1 He died in 1975. And though he left this world without ever making the pages of a history book, he still left the world a great deal. He left to the people who knew him a spirit to exemplify life—a spirit of unconditional, selfless, and truly inspiring love.
My Grandfather by Kim Lacina
Presented in an introductory public speaking class, “My Grandfather” illustrates how a commemorative speech should focus on the essence of its subject. Rather than presenting a biography that simply recounts the facts of her grandfather’s life, the speaker deals with what she believes to be his most praiseworthy qualities. The speech also shows how students can use clear, simple language to convey meaning and to arouse emotion. Here is a synopsis of the speech:
Introduction: The introduction consists of paragraphs 1-3. Because many previous speakers had dealt with famous people, paragraphs 1-2 were especially effective in capturing the attention of the audience. At the end of paragraph 2 the speaker announces the exact topic of the speech, and in paragraph 3 she presents the central idea—that her grandfather was the essence of “active love.” The last sentence of paragraph 3 helps to clarify what the speaker means by “active love” and provides a smooth bridge to the body of the speech.

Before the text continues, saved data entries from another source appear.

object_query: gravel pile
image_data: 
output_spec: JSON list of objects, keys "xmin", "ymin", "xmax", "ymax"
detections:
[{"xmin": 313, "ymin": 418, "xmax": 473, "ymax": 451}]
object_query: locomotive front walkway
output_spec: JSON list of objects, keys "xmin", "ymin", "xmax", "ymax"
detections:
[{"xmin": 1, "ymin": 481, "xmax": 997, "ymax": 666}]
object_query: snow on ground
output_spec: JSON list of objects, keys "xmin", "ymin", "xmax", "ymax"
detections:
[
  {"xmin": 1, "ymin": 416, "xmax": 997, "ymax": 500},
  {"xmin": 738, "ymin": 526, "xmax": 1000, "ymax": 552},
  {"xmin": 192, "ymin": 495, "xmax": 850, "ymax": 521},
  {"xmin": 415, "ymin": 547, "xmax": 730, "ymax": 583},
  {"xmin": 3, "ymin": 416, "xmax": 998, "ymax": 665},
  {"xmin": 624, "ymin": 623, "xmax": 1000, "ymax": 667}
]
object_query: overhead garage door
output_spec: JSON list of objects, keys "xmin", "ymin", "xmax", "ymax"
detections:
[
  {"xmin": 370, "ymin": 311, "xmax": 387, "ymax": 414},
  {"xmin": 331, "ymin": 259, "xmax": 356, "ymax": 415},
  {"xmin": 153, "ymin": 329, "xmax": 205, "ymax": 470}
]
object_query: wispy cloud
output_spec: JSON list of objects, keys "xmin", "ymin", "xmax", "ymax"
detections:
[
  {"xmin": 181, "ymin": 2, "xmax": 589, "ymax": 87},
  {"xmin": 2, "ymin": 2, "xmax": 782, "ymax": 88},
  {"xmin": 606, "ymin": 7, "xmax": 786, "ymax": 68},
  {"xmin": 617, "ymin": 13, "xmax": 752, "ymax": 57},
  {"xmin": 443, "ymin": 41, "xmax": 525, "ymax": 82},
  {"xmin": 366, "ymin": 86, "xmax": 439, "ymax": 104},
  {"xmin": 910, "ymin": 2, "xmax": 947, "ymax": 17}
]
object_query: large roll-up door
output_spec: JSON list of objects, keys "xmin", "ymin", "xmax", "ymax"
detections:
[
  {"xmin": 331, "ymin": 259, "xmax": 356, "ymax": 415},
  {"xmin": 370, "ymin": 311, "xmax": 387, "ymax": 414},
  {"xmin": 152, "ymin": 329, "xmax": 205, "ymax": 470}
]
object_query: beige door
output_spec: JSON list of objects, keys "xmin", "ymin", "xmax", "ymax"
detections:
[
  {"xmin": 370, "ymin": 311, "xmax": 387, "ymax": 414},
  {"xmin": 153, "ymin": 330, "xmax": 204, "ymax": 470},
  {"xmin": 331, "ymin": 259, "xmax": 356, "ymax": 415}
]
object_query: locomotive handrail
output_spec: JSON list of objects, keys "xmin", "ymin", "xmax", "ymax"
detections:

Body: The body of the speech begins in paragraph 4 and runs through the next-to-last paragraph. Three main points are developed: “He didn’t just speak of compassion” (paragraph 4); “He didn’t just speak of tolerance” (paragraph 5); “He didn’t just speak of courage” (paragraphs 6-9). The parallel wording of each main point reinforces the speaker’s ideas and gives coherence to the body. So, too, does the repetition and parallelism in the last sentences of paragraphs 4-6. Throughout, the speaker gives her ideas life with specific examples that illustrate her grandfather’s “active love.” The language of the speech is clear, familiar, and concrete. Most of the words consist of one or two syllables, and there are few wasted words. The speech moves crisply from idea to idea. When delivered in class, it also picked up considerable emotional power as it proceeded.
Conclusion: The conclusion consists of the last paragraph. By stating that her grandfather “left this world without ever making the pages of a history book,” the speaker relates back to her introduction. This gives the speech a sense of unity and signals that the speaker is about to conclude. The final sentence ties the entire speech together by rephrasing the central idea clearly and vividly.